Quando se fala em transformar cidades, o imaginário coletivo ainda costuma correr direto para grandes obras, projetos icônicos e investimentos milionários. Mas uma parte importante da mudança urbana contemporânea tem vindo do caminho oposto: ações pequenas, baratas e rápidas, capazes de gerar impacto real no cotidiano. É nesse território que o livro “A Cidade de 15 Minutos”, de Carlos Moreno, se torna especialmente relevante — e Milão, um case emblemático.
A proposta da cidade de 15 minutos não é um modelo rígido nem uma fórmula exportável. Trata-se de um princípio simples: garantir que moradia, trabalho, serviços, lazer e espaços públicos estejam acessíveis a pé ou de bicicleta no tempo da vida cotidiana. Em Milão, essa ideia ganhou forma não por meio de um grande plano urbanístico tradicional, mas por uma sequência de decisões políticas e técnicas de baixo custo, muitas delas aceleradas durante e após a pandemia.

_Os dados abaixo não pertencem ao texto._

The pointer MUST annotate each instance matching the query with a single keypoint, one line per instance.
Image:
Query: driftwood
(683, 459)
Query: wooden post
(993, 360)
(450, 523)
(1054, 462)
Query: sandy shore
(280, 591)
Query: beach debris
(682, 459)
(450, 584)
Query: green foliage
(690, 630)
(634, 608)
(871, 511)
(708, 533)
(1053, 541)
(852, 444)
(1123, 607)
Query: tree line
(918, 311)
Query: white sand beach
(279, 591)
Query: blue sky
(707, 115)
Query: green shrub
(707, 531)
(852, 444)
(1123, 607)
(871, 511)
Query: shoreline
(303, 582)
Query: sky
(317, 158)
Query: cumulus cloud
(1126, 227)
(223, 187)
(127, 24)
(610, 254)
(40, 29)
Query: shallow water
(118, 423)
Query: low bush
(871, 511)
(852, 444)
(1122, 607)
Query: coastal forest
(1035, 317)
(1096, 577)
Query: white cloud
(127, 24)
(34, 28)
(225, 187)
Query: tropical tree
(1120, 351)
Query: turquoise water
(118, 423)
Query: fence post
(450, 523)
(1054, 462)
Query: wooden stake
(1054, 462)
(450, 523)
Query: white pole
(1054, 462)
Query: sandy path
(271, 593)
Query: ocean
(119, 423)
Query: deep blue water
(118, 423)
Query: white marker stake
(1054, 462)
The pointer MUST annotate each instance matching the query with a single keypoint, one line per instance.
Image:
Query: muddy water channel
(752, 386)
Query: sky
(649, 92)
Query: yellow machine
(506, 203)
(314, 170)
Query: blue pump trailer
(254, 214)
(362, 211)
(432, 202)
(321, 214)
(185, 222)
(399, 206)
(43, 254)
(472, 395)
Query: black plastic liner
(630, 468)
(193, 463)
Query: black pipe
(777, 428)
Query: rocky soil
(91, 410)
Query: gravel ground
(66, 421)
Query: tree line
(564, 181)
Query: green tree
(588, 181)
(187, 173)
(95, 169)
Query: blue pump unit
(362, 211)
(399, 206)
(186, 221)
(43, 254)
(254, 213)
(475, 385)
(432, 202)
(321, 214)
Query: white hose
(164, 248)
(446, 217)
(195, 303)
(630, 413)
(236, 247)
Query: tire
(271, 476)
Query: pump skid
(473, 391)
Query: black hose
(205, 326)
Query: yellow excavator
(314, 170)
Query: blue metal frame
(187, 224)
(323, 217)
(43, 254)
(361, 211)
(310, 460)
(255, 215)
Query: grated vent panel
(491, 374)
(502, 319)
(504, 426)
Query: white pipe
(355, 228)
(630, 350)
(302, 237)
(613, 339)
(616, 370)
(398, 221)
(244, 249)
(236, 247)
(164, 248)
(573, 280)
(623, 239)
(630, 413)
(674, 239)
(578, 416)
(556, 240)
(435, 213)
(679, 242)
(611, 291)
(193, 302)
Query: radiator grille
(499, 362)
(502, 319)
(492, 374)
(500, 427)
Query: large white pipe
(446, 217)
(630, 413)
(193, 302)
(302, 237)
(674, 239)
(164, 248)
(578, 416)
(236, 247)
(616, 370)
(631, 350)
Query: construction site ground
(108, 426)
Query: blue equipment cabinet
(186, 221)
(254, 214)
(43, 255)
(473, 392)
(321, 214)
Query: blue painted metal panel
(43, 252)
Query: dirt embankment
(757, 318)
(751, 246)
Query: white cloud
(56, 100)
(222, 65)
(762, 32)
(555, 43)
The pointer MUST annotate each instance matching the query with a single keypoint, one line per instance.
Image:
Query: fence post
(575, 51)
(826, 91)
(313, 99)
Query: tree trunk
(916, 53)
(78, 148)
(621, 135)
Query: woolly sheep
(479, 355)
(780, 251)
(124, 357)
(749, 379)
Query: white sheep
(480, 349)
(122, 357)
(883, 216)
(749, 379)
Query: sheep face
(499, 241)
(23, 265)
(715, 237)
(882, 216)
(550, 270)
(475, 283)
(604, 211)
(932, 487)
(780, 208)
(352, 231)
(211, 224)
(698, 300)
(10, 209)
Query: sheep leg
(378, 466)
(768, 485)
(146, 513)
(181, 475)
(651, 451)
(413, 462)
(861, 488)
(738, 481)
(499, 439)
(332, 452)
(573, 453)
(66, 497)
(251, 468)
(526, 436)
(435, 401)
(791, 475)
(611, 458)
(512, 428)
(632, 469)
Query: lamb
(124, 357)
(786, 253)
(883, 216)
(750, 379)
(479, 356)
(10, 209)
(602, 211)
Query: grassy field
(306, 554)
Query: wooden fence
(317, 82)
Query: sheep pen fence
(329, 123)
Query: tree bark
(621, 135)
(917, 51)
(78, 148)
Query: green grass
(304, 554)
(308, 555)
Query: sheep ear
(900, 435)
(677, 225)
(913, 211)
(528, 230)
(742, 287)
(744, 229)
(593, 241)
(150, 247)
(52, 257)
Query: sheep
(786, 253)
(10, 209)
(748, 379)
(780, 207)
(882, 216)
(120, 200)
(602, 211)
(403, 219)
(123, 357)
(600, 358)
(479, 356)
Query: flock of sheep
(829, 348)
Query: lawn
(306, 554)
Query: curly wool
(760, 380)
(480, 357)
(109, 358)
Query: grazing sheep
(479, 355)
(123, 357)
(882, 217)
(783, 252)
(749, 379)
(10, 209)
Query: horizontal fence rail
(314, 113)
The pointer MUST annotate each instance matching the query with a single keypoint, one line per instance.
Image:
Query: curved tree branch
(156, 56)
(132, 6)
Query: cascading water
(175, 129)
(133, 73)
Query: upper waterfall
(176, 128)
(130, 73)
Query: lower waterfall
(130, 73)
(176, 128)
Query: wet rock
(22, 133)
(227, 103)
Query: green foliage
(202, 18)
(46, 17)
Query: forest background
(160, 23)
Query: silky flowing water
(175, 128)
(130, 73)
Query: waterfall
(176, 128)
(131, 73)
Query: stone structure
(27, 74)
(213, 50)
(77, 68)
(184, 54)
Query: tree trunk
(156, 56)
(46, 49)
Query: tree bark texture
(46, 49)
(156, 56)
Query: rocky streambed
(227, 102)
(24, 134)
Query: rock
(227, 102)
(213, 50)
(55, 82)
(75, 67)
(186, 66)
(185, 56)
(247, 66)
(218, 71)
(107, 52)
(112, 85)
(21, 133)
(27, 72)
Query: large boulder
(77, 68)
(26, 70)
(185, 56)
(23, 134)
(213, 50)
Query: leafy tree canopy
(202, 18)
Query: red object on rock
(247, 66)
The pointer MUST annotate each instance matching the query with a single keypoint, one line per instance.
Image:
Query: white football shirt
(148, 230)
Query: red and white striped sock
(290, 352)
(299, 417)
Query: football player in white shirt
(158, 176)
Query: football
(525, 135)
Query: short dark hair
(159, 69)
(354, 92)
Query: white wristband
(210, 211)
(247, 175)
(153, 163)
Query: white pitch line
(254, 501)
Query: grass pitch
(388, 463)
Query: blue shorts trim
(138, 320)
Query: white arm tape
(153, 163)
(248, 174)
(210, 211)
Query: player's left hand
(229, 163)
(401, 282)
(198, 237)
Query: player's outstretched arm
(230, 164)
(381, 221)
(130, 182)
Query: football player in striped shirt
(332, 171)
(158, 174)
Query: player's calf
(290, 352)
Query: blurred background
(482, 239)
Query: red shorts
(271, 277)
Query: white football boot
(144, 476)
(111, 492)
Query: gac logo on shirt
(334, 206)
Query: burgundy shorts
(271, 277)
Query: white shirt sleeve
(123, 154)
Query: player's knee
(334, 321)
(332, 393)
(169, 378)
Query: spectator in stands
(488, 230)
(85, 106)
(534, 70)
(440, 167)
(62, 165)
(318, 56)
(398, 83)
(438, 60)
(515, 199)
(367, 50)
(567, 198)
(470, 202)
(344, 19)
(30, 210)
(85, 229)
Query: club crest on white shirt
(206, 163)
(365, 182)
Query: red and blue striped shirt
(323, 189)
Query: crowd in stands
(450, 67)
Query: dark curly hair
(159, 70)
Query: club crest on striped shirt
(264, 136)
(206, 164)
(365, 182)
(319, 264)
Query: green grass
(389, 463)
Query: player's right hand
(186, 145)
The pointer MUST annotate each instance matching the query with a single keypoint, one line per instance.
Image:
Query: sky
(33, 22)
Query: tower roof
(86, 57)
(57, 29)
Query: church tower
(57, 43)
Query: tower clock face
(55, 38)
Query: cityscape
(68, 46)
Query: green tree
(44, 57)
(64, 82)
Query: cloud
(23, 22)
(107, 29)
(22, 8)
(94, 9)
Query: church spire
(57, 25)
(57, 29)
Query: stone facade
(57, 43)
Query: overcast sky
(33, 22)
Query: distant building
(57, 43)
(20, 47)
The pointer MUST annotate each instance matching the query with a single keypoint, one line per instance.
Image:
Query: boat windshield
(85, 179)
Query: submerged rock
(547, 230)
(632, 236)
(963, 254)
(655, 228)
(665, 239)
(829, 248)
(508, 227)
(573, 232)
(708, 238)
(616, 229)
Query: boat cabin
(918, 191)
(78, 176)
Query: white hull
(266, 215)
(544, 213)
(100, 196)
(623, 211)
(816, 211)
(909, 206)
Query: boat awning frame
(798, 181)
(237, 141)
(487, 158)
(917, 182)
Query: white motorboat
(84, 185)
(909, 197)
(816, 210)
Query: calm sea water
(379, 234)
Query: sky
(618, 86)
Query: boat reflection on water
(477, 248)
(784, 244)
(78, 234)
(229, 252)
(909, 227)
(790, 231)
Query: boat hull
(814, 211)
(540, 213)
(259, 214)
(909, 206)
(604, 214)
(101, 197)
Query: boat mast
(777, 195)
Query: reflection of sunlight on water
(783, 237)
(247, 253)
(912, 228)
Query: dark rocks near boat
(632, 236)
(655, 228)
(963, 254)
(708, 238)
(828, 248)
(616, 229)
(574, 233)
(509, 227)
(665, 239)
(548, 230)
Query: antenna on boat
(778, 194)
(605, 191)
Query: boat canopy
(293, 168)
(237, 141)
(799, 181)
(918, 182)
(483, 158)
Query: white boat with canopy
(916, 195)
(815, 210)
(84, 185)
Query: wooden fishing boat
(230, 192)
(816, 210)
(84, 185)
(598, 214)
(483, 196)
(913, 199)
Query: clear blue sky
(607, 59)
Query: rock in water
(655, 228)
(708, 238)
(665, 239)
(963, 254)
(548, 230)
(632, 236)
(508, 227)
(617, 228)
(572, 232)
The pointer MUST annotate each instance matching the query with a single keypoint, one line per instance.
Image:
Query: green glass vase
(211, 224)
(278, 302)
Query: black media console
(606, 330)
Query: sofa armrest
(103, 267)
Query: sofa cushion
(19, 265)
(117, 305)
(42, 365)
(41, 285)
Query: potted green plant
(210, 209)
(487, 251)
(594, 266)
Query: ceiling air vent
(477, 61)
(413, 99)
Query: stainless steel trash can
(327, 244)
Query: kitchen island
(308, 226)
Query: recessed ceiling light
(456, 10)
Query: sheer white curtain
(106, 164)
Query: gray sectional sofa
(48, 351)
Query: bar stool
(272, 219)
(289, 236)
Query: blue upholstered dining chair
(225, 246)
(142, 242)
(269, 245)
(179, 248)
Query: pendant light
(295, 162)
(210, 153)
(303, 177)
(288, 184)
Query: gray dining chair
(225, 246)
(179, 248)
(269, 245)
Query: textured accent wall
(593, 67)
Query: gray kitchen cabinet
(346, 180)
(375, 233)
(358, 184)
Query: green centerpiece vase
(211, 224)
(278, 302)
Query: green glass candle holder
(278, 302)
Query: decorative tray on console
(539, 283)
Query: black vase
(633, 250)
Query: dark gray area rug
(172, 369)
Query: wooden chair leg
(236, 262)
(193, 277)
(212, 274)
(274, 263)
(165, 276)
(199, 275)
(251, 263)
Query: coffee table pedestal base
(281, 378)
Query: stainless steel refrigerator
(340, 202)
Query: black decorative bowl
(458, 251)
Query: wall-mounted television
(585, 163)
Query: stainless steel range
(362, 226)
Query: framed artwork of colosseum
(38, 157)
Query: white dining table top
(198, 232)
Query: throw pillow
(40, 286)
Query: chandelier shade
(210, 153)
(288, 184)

A cidade apostou no redesenho viário com intervenções rápidas: ampliação de calçadas, criação de ciclovias temporárias que depois se tornaram permanentes, redução de faixas para automóveis e reprogramação de semáforos. Ruas inteiras foram testadas como espaços compartilhados antes de qualquer obra definitiva. O programa “Strade Aperte” transformou quilômetros de vias com pintura, mobiliário urbano simples e sinalização provisória. Praças antes dominadas por carros passaram a funcionar como áreas de estar, convivência e comércio local.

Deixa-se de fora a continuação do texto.